In other research, Song avoids first-principles approaches and utilises hard data from experiments. Working with images of metals for aircraft applications, he’s examining alloys at the grain level — clumps of molecules — to develop information on how a material’s microstructure is linked to specific desirable properties.
To support their work, Song and his team use a range of deep learning techniques such as convolutional neural networks. This advanced deep learning architecture emulates the neuron organisation found in visual cortexes to help analyse images, video, and other data. The technology can automate the extraction of important features that help guide the materials-analysis process, lessening the need for human involvement.
SIMPLIFYING COMPUTATIONAL MATERIALS DESIGN
Andrew Medford is focused on developing materials informatics techniques to find novel materials more quickly. He is working with machine learning, probability theory, and other methods that can locate key information in large datasets and point the way to promising new formulations.
Highly accurate materials analysis is now available, thanks to density functional theory, quantum chemistry, and other advanced techniques, he explained. These approaches use first-principles physical methods to calculate the properties of complex systems at the atomic scale.
But these approaches have two drawbacks, said Medford, a postdoctoral researcher in the School of Mechanical Engineering (ME) who works with ME Professor Surya Kalidindi and will join the School of Chemical and Biomolecular Engineering faculty in January. First, they require large amounts of computational time; second, they produce huge datasets where critical information can be hard to find.
“So the next step is learning how to fully exploit the data we generate,” Medford said. “Hundreds of thousands of different potential compounds might work for a specific application, and performing complete calculations on more than a select few isn’t possible.”
The key, he said, is finding ways to use existing materials-related data, along with novel informatics approaches, to more effectively search “high dimensional” problems — datasets that contain many different materials attributes. Developing the right data science techniques is critical to this effort, including better ways to generate, store, and analyse datasets with effective big data techniques, and better ways to organise collaborating communities of researchers to help build materials databases.
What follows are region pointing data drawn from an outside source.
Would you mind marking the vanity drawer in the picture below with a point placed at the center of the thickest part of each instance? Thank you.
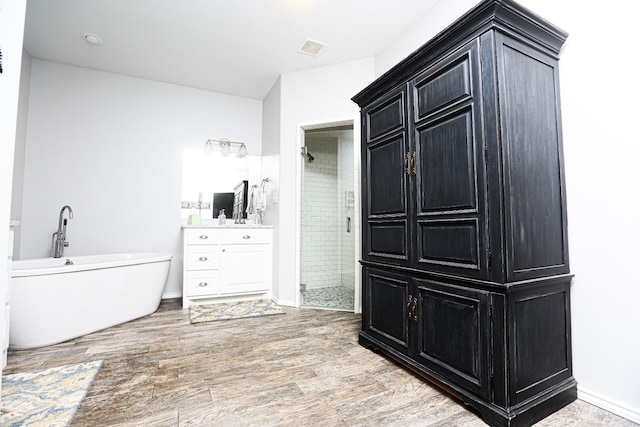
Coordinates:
(203, 257)
(246, 236)
(202, 236)
(203, 283)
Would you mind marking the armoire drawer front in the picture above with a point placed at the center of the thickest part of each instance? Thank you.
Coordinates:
(203, 284)
(246, 236)
(203, 257)
(204, 236)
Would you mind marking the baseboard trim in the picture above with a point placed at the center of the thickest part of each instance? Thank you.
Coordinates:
(170, 295)
(284, 302)
(632, 414)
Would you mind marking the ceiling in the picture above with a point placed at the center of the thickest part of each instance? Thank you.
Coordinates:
(238, 47)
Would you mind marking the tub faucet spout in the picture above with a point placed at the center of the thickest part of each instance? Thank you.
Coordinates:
(59, 238)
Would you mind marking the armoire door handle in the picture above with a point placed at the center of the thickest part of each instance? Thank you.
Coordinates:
(407, 160)
(413, 163)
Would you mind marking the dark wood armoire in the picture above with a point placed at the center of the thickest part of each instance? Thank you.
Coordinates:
(465, 259)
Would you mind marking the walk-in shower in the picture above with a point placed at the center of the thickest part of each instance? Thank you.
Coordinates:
(327, 255)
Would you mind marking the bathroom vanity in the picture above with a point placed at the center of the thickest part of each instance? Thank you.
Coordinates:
(226, 263)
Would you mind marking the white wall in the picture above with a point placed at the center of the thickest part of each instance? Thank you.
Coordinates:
(320, 95)
(599, 94)
(271, 118)
(12, 14)
(21, 144)
(110, 146)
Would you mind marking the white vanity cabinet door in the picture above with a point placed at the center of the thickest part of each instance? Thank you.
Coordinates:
(202, 283)
(202, 236)
(203, 257)
(226, 264)
(245, 268)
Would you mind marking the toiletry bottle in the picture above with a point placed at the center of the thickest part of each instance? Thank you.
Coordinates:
(194, 218)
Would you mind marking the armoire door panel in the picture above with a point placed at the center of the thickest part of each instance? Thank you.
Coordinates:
(386, 118)
(447, 170)
(388, 239)
(540, 351)
(454, 332)
(452, 243)
(442, 87)
(532, 148)
(387, 178)
(387, 294)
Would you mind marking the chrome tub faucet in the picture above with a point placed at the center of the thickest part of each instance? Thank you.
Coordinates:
(59, 238)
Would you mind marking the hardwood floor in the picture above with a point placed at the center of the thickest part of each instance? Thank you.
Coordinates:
(304, 368)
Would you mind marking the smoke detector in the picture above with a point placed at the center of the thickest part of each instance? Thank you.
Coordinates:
(311, 47)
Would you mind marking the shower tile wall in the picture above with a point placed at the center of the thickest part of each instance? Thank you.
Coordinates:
(320, 218)
(346, 209)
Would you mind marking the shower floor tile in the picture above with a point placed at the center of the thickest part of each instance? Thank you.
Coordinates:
(335, 297)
One major issue involves integrating the sheer variety of available technologies, including various types of datasets, computational methods, and data storage systems. Also needed are more effective ways to predict the accuracy of the data being generated; for example, improving data processing techniques, such as uncertainty quantification, used to gauge information dependability.
One typical challenge, Medford said, involves a highly important class of materials: catalysts used to process synthetic or bio-derived fuels. Investigators must screen fuel compounds and biomass precursors so complex that calculating properties for even a single potential reaction pathway is computationally overwhelming.
The good news is that the fundamental chemistry of these systems involves only a few basic organic elements — carbon, hydrogen, and oxygen — which bond in a limited number of ways. This insight could simplify the high dimensional informatics challenge involved in finding candidate materials.
“Novel data-driven approaches can reduce the complexity of these systems into a few key descriptors,” Medford said. “That can provide a route to rapid computational screening of potential materials for synthetic fuel catalysts and help bring more effective processing methods to industry much faster.”
One thing is certain: The Material Genome Initiative is important to U.S. economic development, and cyber-enabled materials have a key role to play in that effort. Georgia Tech research teams will continue to research and develop ways to reduce the time and cost involved in moving advanced materials from the supercomputer and the laboratory to real-world applications.